Il fenomeno Blue Whale ha invaso le testate dei giornali cartacei e on line, rincorrendoci anche attraverso reti televisive e social.

Per chi non lo sapesse si tratta di una “sfida” lanciata sul web, partita dalla Russia, proposta da un soggetto gravemente disturbato e ad oggi arrestato, che propone 50 tappe autolesioniste. La “sfida finale” chiede al ragazzo di suicidarsi. Alcuni dei ragazzi “adescati” si sono realmente uccisi lanciandosi da un palazzo, azione documentata da un video che ritrae caduta e schianto.

Veniamo alla preoccupazione. La notizia, diffusasi in primis attraverso un servizio delle Iene, ha ovviamente toccato paure e preoccupazioni del mondo adulto. Viene da chiedersi, i ragazzi possano aderire così facilmente a qualcosa di tanto insensato e macabro?

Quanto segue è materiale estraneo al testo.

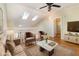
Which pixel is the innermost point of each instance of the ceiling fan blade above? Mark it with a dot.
(43, 7)
(56, 5)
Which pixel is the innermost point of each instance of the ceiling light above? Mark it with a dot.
(25, 16)
(35, 18)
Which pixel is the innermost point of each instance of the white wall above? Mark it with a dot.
(3, 7)
(68, 14)
(48, 25)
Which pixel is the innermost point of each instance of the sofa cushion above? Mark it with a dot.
(29, 38)
(18, 49)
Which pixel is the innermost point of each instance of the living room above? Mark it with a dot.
(24, 21)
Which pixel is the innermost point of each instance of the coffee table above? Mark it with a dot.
(48, 46)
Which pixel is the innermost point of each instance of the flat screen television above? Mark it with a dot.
(73, 26)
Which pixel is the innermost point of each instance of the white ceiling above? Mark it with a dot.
(15, 12)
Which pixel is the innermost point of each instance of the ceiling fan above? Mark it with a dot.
(49, 5)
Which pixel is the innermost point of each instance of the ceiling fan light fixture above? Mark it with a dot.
(34, 18)
(25, 16)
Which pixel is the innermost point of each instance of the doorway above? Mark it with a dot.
(57, 28)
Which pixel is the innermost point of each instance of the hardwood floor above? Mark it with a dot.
(68, 45)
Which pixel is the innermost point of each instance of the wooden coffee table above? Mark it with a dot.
(48, 46)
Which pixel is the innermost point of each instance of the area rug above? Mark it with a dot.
(58, 51)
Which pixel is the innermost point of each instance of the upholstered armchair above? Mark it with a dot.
(41, 34)
(29, 38)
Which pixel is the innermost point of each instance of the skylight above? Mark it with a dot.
(25, 16)
(34, 18)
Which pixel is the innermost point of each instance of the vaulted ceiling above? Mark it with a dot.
(16, 11)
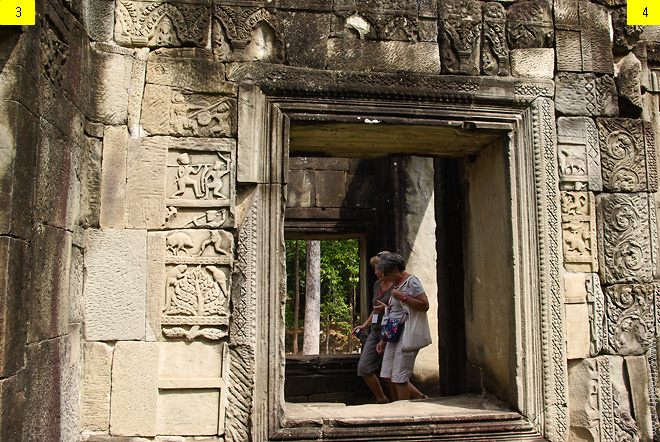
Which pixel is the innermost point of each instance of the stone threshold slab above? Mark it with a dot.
(466, 417)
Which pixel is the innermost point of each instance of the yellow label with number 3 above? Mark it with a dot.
(643, 12)
(17, 12)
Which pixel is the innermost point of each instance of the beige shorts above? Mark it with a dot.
(397, 364)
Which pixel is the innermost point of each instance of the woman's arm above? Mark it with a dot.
(419, 303)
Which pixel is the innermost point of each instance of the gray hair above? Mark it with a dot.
(390, 262)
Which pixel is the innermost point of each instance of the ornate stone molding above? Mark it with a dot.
(579, 231)
(625, 239)
(283, 80)
(579, 154)
(627, 155)
(162, 23)
(630, 318)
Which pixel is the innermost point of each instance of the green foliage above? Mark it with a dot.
(340, 275)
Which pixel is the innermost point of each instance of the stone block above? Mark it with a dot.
(53, 182)
(245, 33)
(585, 94)
(628, 83)
(310, 51)
(183, 412)
(533, 63)
(95, 400)
(575, 288)
(626, 37)
(134, 400)
(48, 303)
(578, 221)
(529, 25)
(98, 18)
(627, 242)
(583, 39)
(43, 391)
(169, 111)
(584, 407)
(628, 156)
(330, 188)
(579, 154)
(113, 178)
(18, 145)
(637, 368)
(300, 188)
(15, 264)
(115, 286)
(162, 24)
(12, 407)
(578, 333)
(383, 56)
(360, 190)
(146, 175)
(629, 326)
(188, 69)
(109, 77)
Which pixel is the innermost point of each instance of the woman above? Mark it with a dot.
(370, 359)
(398, 364)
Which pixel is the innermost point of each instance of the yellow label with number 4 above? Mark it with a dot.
(643, 12)
(17, 12)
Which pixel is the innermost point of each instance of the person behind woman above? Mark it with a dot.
(398, 364)
(370, 359)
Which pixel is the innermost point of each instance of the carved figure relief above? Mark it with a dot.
(198, 283)
(242, 33)
(596, 302)
(494, 53)
(579, 154)
(460, 37)
(623, 154)
(199, 179)
(529, 25)
(154, 24)
(578, 231)
(624, 238)
(630, 318)
(168, 111)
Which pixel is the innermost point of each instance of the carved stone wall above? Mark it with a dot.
(127, 241)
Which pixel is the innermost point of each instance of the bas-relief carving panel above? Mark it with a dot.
(626, 239)
(630, 321)
(246, 33)
(626, 147)
(181, 183)
(579, 154)
(579, 231)
(168, 111)
(161, 23)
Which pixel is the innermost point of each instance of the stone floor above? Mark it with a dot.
(465, 417)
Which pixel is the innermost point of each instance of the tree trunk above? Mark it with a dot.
(312, 299)
(296, 303)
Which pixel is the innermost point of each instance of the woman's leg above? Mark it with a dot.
(374, 385)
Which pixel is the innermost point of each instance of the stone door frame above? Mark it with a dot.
(270, 97)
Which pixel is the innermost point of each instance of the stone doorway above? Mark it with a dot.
(522, 366)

Se è vero che chiunque attraverso il web possa potenzialmente venire a contatto con questa assurdità, non è vero invece che “chiunque” la intraprenderebbe a cuor leggero. Le Iene parlavano invece addirittura di “lavaggio del cervello”. Viene da dire però che per quanto l’adolescenza sia un periodo di transizione che apre a vulnerabilità è difficile che un ragazzo sereno, con una buona rete di contatti e riferimenti, possa incappare in un sentiero di questo tipo così facilmente quanto potrebbe essere camminare per strada e inciampare in una buca. A questo proposito penso che la notizia “shock” abbia accentato forse in maniera eccessiva questo aspetto di “fatalità”, sollecitando forti preoccupazioni negli animi dei genitori. E’ anche vero però che alcuni ragazzi hanno raccolto il macabro guanto di sfida: perché?

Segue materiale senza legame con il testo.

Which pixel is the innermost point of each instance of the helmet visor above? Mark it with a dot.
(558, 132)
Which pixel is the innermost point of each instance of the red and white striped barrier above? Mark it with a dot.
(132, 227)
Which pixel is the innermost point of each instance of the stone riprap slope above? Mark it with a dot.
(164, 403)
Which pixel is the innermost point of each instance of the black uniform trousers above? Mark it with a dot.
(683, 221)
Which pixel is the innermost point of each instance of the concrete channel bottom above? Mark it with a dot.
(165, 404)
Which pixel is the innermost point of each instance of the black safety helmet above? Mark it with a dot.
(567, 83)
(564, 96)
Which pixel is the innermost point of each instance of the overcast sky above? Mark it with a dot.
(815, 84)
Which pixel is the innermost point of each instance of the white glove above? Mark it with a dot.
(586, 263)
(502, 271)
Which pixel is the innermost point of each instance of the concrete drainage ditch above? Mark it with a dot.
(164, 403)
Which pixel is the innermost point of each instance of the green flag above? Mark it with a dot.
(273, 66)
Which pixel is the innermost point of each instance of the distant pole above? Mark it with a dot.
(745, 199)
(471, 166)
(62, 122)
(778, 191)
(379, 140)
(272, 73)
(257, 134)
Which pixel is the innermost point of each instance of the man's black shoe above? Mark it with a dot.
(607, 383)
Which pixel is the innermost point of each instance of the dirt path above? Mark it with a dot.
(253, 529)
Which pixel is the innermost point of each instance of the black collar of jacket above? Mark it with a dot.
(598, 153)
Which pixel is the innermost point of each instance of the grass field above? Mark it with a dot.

Chi sta già male, chi è vulnerabile, può divenire più facilmente preda di trappole reali e/o virtuali. Si tratta di ragazzi fragili, con dentro un profondo malessere di cui forse gli altri e in particolare il mondo adulto non si è accorto. D’ altro canto, se un ragazzo sta male, si autolesiona, si alza tutte le mattine alle 5.00, i segnali arrivano. Se si fa attenzione i propri figli, per quanto tentino di “tenere nascosto” ciò che succede, noterete segni. Nel caso della blue whale si tratta anche di segni inequivocabili sulle braccia, sulle mani, sulle labbra (il taglio di una lametta non è certo il graffio di un gatto!). Bisogna osservare e anche essere disposti a vedere, in quanto per un genitore, constatare che il proprio figlio soffre e/o si fa del male, è quanto di più doloroso possa vivere.

Per aiutare i figli e prevenire che essi gestiscano il loro dolore da soli, affidandosi anche a persone poco raccomandabili, è fondamentale pensare di poter entrare in contatto con la loro sofferenza. In primo luogo ascoltare senza giudicare, cercare di comprendere, tenere vivo un dialogo. Queste sono le basi che consentono all’adolescente di potersi aprire e chiedere aiuto. Perchè è fondamentale che i ragazzi possano pensare che esiste una rete elastica che può accogliere e proteggere le loro cadute!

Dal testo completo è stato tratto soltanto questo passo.